@discordia
It took a little bit of thought, but I can now, definitively crush your argument or at least derail it. You're position is a simple form of determinism, which is extremely rigid. The bulk of your argument is centered around what you said here:
nope, there isnt fate. but just consider how your judgement came to be. its the result of a series of imprints and knowledge and experience and will always come to the same decision if the situation is the same.
lets say you could chose between A and B in this situation and given your disposition or judgement or whatever you wanna call it, you would chose A. why would there be a need for a parallel universe where you chose B and for your judgement to make a different choice it would have to been either altered in some way or the situation would need to be a different one, which would thus create not only a parallel universe upon this decision, but with its very own and different past too...
What you fail to acknowledge is the past and fact that people are able to experience new things that are beyond what they've come to know. In these situations, their existing judgment may not apply the same way, if it does at all. By your logic, what would happen here? If you find yourself in a new situation, that requires a new way of thinking, and up until this point, you've been relying on knowledge you have based only upon the experiences you're familiar with, what do you do? You've hit a fork in the road. You now have to make a choice with nothing to go on.
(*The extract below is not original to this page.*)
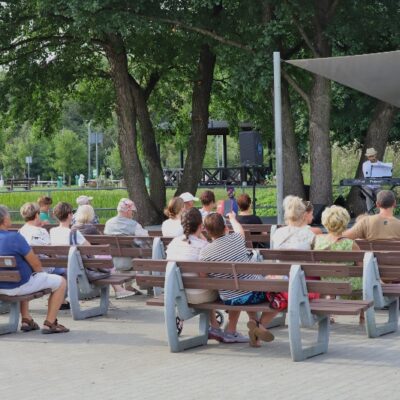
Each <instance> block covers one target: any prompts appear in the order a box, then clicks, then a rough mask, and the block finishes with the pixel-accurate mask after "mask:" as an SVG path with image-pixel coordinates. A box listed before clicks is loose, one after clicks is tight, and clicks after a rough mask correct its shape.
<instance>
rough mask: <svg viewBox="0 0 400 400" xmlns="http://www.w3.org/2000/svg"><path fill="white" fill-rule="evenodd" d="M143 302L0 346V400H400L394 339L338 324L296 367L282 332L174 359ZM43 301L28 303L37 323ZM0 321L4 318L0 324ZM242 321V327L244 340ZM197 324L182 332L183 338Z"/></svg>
mask: <svg viewBox="0 0 400 400" xmlns="http://www.w3.org/2000/svg"><path fill="white" fill-rule="evenodd" d="M145 299H146V297H145V296H135V297H133V298H130V299H124V300H114V299H112V305H113V307H112V308H111V310H110V311H109V315H108V316H107V317H99V318H92V319H90V320H86V321H73V320H72V318H71V316H70V314H69V312H68V311H62V312H60V317H59V320H60V322H61V323H63V324H65V325H66V326H68V327H69V328H71V332H70V333H67V334H62V335H48V336H47V335H42V334H41V333H40V332H37V331H36V332H29V333H21V332H19V333H17V334H12V335H4V336H1V337H0V384H1V386H0V391H1V392H0V399H2V400H3V399H4V400H14V399H33V400H35V399H53V398H54V399H57V400H62V399H68V400H75V399H85V400H89V399H96V400H103V399H106V400H112V399H116V400H117V399H118V400H123V399H157V400H159V399H207V400H208V399H209V400H214V399H230V400H231V399H249V400H250V399H265V400H270V399H285V400H286V399H287V400H289V399H307V400H313V399H316V400H317V399H318V400H322V399H335V400H341V399H352V400H356V399H377V398H379V397H381V398H391V399H397V398H399V396H400V395H399V394H398V386H399V382H400V379H399V377H400V368H399V367H400V337H399V334H391V335H387V336H385V337H383V338H379V339H367V338H366V335H365V333H364V329H363V328H362V327H360V326H359V325H358V320H357V318H356V317H338V318H337V319H336V320H337V322H336V323H335V324H333V326H332V332H331V340H330V346H329V352H328V353H327V354H325V355H322V356H318V357H315V358H312V359H309V360H307V361H305V362H301V363H294V362H292V361H291V358H290V354H289V343H288V332H287V330H286V329H285V328H284V327H283V328H279V329H274V333H275V335H276V340H275V341H274V342H272V343H269V344H264V345H263V347H262V348H261V349H253V348H250V347H249V346H248V345H247V344H232V345H228V344H218V343H217V342H214V341H210V344H209V345H208V346H205V347H200V348H196V349H192V350H189V351H186V352H184V353H178V354H172V353H170V352H169V349H168V347H167V344H166V339H165V334H164V324H163V314H162V309H161V308H158V307H146V306H145ZM45 305H46V303H45V300H43V299H40V300H37V301H35V302H32V314H33V316H34V318H35V319H36V320H37V321H43V319H44V310H45ZM0 318H4V316H2V315H1V316H0ZM245 322H246V318H245V316H244V315H243V316H242V318H241V321H240V330H241V331H243V332H245V331H246V329H245ZM194 329H195V324H194V323H193V322H191V321H188V322H186V323H185V326H184V332H183V333H184V334H185V333H186V334H190V332H194Z"/></svg>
Had the linear chain of cause and effect that supported your argument existed, you would never come to such a situation. New experiences are inevitable and regardless of whether you failed to take that fact into account or you overlooked some minor detail, you need to go back and rethink what you've been arguing. Even if you go through the rest of your life with the same type of situations where you can apply your logic and judgment repeating, at multiple points earlier in your life, you have to had come across situations that were, at that time, new. As humans, we learn right from wrong, through experience. We have people who help us along, but unless we do things for ourself, there is no way to truly know.
I don't know if that sounding condescending or anything, but I don't mean any offense if it does.